The story presents four narrative voices giving their impressions of Superman in an early stage of his career. In Smallville Jonathan Kent deals with a son having just realised the extent of his abilities and with that awareness comes the knowledge he has to leave. In Metropolis Lois Lane’s big city cynicism is swept away by a costumed man who can apparently do anything, yet chooses to be a hero. Lex Luthor’s view of Superman’s arrival in Metropolis isn’t as charitable. Supplanted as the most powerful and most interesting man in the city he falls back on being the richest to devise a threat, and Lana Lang’s whole view of the world is undermined on realising the future she planned wasn’t going to materialise. Splitting the book into seasons to accommodate the narrative quartet and title is a little forced, particularly as the metaphor only really works with spring and, at a stretch, fall.

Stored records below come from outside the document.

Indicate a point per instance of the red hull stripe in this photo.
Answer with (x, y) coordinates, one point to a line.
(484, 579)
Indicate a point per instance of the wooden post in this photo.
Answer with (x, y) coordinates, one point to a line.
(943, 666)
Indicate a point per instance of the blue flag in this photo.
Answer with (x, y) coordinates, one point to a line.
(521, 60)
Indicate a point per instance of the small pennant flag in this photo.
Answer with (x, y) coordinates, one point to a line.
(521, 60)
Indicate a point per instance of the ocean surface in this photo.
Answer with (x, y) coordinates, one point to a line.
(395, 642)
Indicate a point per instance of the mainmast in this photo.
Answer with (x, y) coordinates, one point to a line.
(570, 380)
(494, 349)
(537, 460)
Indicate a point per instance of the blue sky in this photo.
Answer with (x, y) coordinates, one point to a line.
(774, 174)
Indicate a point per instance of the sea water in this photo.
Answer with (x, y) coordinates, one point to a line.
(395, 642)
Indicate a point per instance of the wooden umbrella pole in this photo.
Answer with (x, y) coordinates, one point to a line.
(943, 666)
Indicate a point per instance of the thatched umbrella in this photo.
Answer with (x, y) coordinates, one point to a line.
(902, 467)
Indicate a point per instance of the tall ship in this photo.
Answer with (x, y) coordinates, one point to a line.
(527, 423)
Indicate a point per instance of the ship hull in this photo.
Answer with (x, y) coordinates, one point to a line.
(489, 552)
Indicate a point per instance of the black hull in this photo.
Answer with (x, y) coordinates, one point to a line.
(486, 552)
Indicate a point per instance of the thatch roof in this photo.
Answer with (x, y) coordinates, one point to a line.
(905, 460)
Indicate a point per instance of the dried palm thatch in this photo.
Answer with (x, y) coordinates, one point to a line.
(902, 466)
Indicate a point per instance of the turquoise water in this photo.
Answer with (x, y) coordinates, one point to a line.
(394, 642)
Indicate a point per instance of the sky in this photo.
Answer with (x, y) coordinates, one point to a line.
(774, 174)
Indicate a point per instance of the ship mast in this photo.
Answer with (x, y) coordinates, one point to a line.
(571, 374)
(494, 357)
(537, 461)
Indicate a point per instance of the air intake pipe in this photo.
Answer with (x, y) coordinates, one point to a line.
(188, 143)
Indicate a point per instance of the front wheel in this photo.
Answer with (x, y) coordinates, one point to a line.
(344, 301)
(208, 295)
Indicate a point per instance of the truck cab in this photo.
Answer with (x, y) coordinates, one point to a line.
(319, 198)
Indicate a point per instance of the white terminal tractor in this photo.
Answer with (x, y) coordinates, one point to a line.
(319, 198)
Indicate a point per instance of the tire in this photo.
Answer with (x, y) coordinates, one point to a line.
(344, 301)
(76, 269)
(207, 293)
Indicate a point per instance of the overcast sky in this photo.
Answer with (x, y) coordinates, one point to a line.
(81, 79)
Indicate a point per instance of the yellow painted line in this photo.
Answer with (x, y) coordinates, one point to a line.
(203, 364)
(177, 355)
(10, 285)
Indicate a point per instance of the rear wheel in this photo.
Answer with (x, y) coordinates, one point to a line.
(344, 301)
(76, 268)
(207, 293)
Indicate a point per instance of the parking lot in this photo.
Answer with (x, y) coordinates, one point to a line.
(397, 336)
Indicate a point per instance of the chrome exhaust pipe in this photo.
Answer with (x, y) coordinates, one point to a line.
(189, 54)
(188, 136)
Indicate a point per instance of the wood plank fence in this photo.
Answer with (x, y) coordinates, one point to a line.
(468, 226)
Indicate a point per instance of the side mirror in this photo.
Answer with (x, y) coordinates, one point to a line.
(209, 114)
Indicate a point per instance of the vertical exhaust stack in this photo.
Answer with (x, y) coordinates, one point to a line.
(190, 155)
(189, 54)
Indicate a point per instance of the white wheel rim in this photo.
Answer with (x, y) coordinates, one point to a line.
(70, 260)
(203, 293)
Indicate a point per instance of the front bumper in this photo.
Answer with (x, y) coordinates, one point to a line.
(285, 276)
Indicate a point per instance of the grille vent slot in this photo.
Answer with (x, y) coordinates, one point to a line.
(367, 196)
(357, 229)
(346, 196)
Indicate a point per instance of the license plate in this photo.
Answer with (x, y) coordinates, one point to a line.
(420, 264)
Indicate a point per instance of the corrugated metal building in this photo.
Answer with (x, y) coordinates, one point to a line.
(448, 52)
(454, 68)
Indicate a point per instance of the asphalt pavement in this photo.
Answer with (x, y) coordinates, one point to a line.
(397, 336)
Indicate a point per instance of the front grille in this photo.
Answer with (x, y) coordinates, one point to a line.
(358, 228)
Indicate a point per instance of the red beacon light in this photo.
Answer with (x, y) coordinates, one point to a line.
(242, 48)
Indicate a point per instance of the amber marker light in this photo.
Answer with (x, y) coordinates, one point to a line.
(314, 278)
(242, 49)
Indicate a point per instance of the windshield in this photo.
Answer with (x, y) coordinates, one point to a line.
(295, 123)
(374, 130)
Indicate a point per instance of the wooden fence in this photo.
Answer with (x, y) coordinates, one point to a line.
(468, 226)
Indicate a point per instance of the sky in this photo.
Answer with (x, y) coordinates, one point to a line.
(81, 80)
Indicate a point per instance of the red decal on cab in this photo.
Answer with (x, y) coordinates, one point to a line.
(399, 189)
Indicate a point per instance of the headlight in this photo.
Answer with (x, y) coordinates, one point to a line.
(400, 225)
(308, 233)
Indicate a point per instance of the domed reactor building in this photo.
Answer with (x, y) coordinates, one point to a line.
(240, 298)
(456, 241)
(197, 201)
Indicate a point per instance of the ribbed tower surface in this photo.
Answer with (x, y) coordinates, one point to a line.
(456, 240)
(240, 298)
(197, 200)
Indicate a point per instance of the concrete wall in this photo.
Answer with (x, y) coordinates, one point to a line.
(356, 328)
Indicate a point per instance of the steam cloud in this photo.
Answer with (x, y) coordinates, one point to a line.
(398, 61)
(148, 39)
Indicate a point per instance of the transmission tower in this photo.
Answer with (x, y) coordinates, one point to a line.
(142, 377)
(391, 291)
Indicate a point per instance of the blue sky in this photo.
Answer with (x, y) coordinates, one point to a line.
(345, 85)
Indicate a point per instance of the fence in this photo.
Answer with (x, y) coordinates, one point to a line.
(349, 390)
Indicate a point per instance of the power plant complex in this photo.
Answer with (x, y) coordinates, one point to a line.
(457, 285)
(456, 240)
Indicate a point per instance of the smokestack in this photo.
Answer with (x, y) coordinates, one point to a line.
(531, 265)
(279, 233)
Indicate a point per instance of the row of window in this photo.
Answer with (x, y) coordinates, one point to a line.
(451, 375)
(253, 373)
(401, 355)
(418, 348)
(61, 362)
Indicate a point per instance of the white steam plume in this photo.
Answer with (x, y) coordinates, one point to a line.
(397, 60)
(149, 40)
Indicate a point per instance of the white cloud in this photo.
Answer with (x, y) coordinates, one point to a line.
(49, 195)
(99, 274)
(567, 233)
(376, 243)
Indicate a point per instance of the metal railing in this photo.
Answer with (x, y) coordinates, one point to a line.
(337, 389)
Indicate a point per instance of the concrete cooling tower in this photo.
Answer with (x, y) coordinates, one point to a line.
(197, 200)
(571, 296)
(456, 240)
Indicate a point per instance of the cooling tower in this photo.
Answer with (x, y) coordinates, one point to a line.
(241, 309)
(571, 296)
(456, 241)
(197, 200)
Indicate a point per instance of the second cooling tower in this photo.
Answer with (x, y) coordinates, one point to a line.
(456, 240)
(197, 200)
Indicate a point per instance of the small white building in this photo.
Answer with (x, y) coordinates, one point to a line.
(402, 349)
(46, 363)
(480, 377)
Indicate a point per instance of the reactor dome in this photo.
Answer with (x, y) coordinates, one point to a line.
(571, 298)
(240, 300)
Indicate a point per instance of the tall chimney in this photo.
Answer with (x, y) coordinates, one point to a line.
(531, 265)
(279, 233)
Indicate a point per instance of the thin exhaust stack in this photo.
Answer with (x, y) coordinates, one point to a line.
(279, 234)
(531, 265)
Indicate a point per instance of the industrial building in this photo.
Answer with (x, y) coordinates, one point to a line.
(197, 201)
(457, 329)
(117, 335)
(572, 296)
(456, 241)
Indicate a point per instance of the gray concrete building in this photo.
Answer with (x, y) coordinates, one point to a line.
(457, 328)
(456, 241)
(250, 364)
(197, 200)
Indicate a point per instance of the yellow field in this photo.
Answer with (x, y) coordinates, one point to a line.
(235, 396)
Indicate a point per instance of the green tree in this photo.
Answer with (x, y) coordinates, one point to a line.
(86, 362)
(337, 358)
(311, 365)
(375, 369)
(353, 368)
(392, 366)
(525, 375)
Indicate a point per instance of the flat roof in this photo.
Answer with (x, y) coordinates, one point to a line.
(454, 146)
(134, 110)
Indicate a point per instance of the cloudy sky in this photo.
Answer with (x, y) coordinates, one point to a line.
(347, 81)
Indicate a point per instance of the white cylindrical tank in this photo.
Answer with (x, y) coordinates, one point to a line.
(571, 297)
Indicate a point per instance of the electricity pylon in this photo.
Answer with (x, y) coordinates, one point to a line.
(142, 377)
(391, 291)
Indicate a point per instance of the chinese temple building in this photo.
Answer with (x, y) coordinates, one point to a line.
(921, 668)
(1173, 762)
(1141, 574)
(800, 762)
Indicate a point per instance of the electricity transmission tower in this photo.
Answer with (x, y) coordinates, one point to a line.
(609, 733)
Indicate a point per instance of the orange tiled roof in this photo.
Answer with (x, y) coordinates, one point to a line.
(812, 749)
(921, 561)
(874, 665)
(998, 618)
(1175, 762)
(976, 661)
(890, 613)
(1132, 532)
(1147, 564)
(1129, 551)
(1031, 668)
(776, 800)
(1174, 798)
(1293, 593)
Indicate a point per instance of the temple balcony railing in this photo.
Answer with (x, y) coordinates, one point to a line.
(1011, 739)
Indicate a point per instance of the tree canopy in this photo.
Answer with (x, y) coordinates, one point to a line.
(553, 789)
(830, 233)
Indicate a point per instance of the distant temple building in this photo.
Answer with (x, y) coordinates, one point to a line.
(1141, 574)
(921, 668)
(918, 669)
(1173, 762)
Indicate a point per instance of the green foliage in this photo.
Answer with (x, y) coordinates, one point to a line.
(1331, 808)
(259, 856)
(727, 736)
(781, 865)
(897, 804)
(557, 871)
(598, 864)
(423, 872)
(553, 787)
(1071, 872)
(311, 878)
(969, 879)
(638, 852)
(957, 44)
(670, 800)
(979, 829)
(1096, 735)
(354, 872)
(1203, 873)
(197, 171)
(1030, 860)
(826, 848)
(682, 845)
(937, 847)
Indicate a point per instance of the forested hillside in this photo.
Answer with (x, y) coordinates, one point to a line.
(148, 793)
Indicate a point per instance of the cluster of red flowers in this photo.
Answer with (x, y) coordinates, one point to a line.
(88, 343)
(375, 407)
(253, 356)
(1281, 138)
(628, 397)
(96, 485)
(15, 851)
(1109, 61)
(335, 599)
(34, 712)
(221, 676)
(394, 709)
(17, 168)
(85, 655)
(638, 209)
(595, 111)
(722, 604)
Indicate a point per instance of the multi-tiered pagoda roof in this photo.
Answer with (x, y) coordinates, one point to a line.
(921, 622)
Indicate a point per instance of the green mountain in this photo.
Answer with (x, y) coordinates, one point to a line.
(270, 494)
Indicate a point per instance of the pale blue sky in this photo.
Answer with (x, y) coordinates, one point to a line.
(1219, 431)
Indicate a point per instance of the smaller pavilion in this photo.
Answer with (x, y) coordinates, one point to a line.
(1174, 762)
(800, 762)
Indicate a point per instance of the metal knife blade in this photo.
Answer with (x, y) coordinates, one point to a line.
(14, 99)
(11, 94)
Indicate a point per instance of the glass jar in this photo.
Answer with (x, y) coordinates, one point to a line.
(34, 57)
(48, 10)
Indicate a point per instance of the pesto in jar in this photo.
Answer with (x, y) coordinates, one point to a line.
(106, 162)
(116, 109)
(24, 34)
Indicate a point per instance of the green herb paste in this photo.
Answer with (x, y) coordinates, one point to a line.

The Superman portrayed here is genial and virtuous, and a circular element of Loeb’s plot permits him a chance to rectify a sin of omission made when uncertain. The country community of Smallville plays a large part, defining Superman’s idealistic worldview and remaining his anchor, his fortress of solitude as its referred to in a perhaps too knowing moment. Sale references Norman Rockwell and Loeb It’s A Wonderful Life, their touchstones for an uncomplicated era preceding their births.
Both keep it simple. Sale’s Superman is big-faced square-jawed lump of a man, and so is his Clark Kent, with the style an updated version of the character’s 1940s simplicity. He delivers big action moments, but they’re magnifications of an earlier era such as Superman stopping the speeding train. The retro approach earned Sale an Eisner Award in 1999. Loeb’s dialogue is restrained and very much weighed towards Smallville, but the one jarring note is his. A tragic super-character contrived to engender self-doubt is misplaced in an otherwise deliberately innocent package. The remainder more than compensates, and this remains among the ten essential Superman graphic novels.